Role-based Ad Hoc Teamwork
University of Texas at Austin Learning Agents Research Group
with Noa Agmon and Peter Stone

Ad hoc teamwork is a relatively new research area that examines how an agent ought to act when placed on a team with other agents such that there was no prior opportunity to coordinate behaviors. In some team domains, such as search and rescue missions and many team sports, the team behavior can be broken down into roles. As such, I have presented a role-based approach for ad hoc teamwork, in which each teammate is inferred to be following a specialized role that accomplishes a specific task or exhibits a particular behavior. In such cases, the role an ad hoc agent should select depends both on its own capabilities and on the roles currently selected by the other team members.

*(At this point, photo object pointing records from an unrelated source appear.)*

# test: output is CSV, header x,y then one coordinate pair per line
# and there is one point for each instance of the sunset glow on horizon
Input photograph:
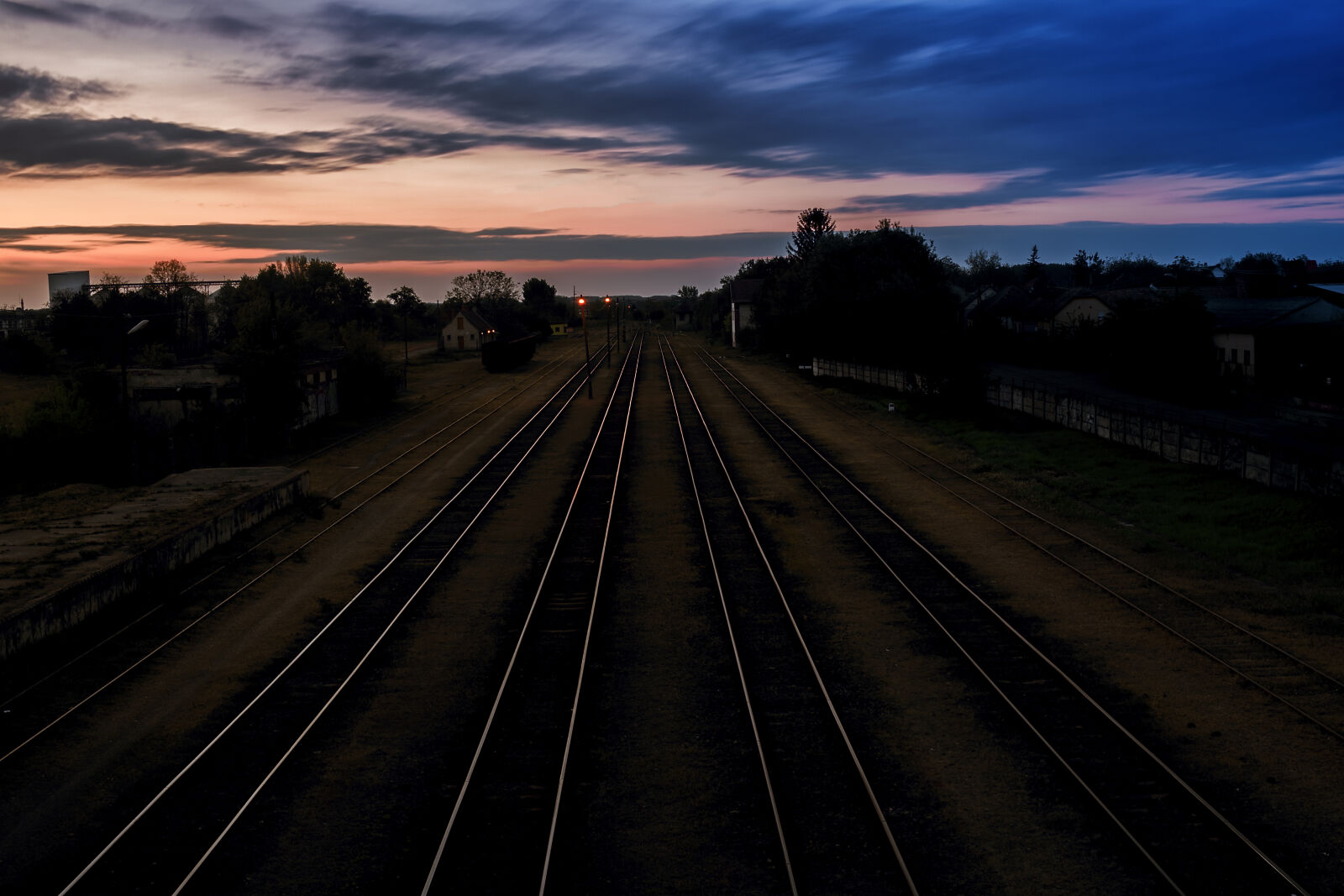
x,y
636,148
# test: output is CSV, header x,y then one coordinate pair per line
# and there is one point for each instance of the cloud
x,y
759,89
22,89
69,145
369,244
81,15
858,90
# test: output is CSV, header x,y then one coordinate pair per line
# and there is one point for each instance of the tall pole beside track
x,y
588,359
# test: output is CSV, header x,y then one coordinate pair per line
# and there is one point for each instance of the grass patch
x,y
1158,508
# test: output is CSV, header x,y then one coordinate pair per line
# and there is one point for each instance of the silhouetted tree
x,y
494,285
813,226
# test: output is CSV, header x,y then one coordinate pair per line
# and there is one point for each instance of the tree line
x,y
886,297
260,331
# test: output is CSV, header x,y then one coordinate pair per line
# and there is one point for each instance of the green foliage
x,y
483,285
369,379
813,226
1162,347
874,296
74,432
26,354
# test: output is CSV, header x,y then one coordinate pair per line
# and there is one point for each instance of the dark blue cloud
x,y
1081,89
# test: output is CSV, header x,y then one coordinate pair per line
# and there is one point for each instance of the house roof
x,y
1335,291
1257,313
475,318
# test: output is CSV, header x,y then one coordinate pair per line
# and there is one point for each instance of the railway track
x,y
172,828
832,828
1314,694
1187,844
24,721
503,824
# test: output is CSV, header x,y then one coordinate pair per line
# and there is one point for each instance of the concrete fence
x,y
53,613
1253,453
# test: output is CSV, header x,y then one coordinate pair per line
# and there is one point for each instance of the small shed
x,y
467,331
743,295
1250,331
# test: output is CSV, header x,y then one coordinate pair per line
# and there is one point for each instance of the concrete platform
x,y
66,553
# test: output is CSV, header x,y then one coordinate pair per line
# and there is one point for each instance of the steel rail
x,y
638,351
732,638
803,645
575,385
710,363
523,637
1324,678
261,575
252,548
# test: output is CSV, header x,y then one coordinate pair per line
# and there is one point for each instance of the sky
x,y
638,147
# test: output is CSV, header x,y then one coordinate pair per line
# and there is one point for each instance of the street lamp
x,y
129,332
588,362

Undergraduate Research Option Program
Georgia Tech Cognitive Computing Lab
with Ashwin Ram and Santi Ontanon.

I worked in Ashwin Ram's Cognitive Computing Lab from Summer 2008 to Spring 2009 as part of Georgia Tech's undergraduate research option program. I worked on the Darmok 2 project, which sought to enable a game artificial intelligence to play strategically and learn from experience in real-time strategy games. My work focused mainly on using first order inductive learning to learn rules for representing opponent strategies. Specifically, I used learned rules to perform plan recognition and classify an opponent strategy as one of multiple learned strategies.

SAIC Scholar Program
Georgia Tech Mobile Robotics Lab
with Zsolt Kira

I worked with PhD student Zsolt Kira in Georgia Tech's Mobile Robots lab from Fall 2006 to Fall 2008 on a project attempting to establish a shared understanding between two heterogeneous robots in order to facilitate useful communication and knowledge sharing. My contributions include derivation of three methods for establishing a shared context where each method trades off between accuracy and cost and implementation of a novel remove method for the ID5R algorithm to allow for removal of an attribute that the original robot has, but that is not applicable to the robot with which we are sharing data.